Mark Olsen, manager of reliability assessments at the North American Electric Reliability Corporation (NERC), presented a webinar (Clean Energy States Alliance, April 22, 2025) summarizing findings from NERC's 2024 Long‑Term Reliability Assessment and related reliability leadership work. The session was a technical briefing-style presentation that emphasized probabilistic methods (loss-of-load hours and expected unserved energy) and a 10-year planning horizon. Olsen showed NERC's risk map (high/elevated/normal categories) and explained that more than half of the continent faces growing energy risk driven primarily by a step-change in demand growth, continued retirements of thermal plants, and uncertainty/timing in bringing new resources online.

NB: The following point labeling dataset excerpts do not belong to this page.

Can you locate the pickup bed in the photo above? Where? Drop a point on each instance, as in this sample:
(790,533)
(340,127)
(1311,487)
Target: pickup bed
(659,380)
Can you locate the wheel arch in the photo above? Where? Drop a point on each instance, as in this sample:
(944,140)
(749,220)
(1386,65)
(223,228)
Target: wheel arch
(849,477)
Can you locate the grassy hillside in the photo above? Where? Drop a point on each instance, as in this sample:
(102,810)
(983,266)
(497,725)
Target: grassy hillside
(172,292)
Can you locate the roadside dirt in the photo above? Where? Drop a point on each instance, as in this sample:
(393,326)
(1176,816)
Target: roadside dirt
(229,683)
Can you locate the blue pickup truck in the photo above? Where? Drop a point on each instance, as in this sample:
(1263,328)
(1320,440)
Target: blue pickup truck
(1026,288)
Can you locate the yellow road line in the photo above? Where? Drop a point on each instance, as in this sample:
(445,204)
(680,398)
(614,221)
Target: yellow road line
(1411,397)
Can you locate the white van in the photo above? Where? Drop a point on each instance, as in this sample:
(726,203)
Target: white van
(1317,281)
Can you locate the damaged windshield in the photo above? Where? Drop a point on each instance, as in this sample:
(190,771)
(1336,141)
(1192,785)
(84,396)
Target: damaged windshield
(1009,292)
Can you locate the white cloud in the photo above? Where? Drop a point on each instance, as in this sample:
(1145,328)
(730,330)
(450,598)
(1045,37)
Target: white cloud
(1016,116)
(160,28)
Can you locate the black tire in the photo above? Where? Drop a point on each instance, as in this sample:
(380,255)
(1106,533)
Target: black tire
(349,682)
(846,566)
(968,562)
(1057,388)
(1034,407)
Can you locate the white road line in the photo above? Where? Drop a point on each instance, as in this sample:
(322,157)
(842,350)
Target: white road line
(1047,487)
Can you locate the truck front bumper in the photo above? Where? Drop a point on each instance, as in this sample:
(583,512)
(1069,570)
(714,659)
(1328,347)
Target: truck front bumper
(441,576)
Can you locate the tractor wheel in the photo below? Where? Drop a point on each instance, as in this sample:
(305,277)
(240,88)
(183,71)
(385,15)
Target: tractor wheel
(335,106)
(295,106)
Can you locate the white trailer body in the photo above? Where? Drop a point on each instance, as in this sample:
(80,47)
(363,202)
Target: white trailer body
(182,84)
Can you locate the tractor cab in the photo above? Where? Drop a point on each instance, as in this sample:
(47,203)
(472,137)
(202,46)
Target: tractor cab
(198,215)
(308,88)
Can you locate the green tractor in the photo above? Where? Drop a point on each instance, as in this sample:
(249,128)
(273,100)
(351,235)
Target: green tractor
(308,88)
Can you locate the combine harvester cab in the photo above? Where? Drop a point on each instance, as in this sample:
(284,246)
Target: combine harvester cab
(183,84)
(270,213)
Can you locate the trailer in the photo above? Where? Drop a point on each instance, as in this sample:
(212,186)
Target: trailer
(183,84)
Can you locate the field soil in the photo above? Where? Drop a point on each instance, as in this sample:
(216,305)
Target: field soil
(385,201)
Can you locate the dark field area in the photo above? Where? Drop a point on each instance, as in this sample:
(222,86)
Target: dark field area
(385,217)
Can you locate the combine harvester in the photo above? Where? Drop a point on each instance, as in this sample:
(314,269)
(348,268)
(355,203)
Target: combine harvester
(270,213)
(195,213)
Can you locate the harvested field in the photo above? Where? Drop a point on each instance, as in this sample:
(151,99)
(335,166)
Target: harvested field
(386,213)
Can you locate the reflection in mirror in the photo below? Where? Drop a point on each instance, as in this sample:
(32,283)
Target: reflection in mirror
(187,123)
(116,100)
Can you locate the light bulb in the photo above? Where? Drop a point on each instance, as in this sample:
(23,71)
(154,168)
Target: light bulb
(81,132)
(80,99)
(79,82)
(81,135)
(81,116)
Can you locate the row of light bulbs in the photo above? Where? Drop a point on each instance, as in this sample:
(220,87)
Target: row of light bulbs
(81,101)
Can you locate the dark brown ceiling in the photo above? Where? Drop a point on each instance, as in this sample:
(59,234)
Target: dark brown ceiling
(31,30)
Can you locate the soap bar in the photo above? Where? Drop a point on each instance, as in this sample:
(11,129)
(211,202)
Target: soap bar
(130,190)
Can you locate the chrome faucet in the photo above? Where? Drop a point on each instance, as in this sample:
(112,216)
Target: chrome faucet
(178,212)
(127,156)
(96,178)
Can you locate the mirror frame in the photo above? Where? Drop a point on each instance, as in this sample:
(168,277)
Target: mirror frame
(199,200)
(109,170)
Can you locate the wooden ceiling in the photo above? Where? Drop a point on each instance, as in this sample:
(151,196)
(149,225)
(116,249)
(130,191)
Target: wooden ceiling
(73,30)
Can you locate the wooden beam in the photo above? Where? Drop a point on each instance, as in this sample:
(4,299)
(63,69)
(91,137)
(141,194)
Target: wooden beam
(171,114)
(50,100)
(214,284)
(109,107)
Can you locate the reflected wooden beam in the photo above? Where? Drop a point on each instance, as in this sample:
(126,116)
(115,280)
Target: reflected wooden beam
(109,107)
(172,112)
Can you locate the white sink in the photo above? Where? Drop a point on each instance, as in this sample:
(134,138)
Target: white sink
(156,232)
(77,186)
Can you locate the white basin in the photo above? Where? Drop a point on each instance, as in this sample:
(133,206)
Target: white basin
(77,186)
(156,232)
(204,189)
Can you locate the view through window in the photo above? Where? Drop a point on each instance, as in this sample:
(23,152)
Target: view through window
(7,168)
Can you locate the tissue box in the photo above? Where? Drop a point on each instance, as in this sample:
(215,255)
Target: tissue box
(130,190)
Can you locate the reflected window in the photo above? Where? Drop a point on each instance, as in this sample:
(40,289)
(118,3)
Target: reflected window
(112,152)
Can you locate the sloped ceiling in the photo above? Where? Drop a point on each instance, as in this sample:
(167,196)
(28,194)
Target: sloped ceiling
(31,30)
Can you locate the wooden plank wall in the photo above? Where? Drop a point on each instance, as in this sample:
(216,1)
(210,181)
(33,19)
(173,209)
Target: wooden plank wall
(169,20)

Olsen walked through specific metrics and implications: the interconnection queue grew by about 44 GW (12%) and is dominated by solar and battery projects, but actual adds lagged projections except for batteries. NERC accounted for roughly 78 GW of thermal retirements in its baseline and flagged another ~37 GW announced but not yet removed from planning, concentrating risk in market areas such as PJM and MISO. Winter reliability is emerging as a particular concern—winter peak growth is outpacing summer growth in many regions, winter shortfall events can last much longer (example winter events modeled up to ~12 hours), and short-duration batteries (2–4 hours) have limited ability to solve extended winter energy deficits. Transmission planning activity has increased (≈28,000 circuit miles in development vs a historical average near 18,000), but construction bottlenecks, permitting and siting issues (affecting ≈1,200 miles) slow realized delivery benefits. Olsen highlighted the interregional transfer capability study showing transmission can reduce some shortfalls but will not eliminate the need for additional resources. His recommendations for state and federal policymakers: pursue an all-of-the-above resource strategy, carefully manage generator deactivations, improve permitting and siting coordination, mature probabilistic and multi-weather-year modeling, account for grid-enhancing technologies, and plan for longer-duration storage and firm resources to cover growing winter and multi-day energy needs.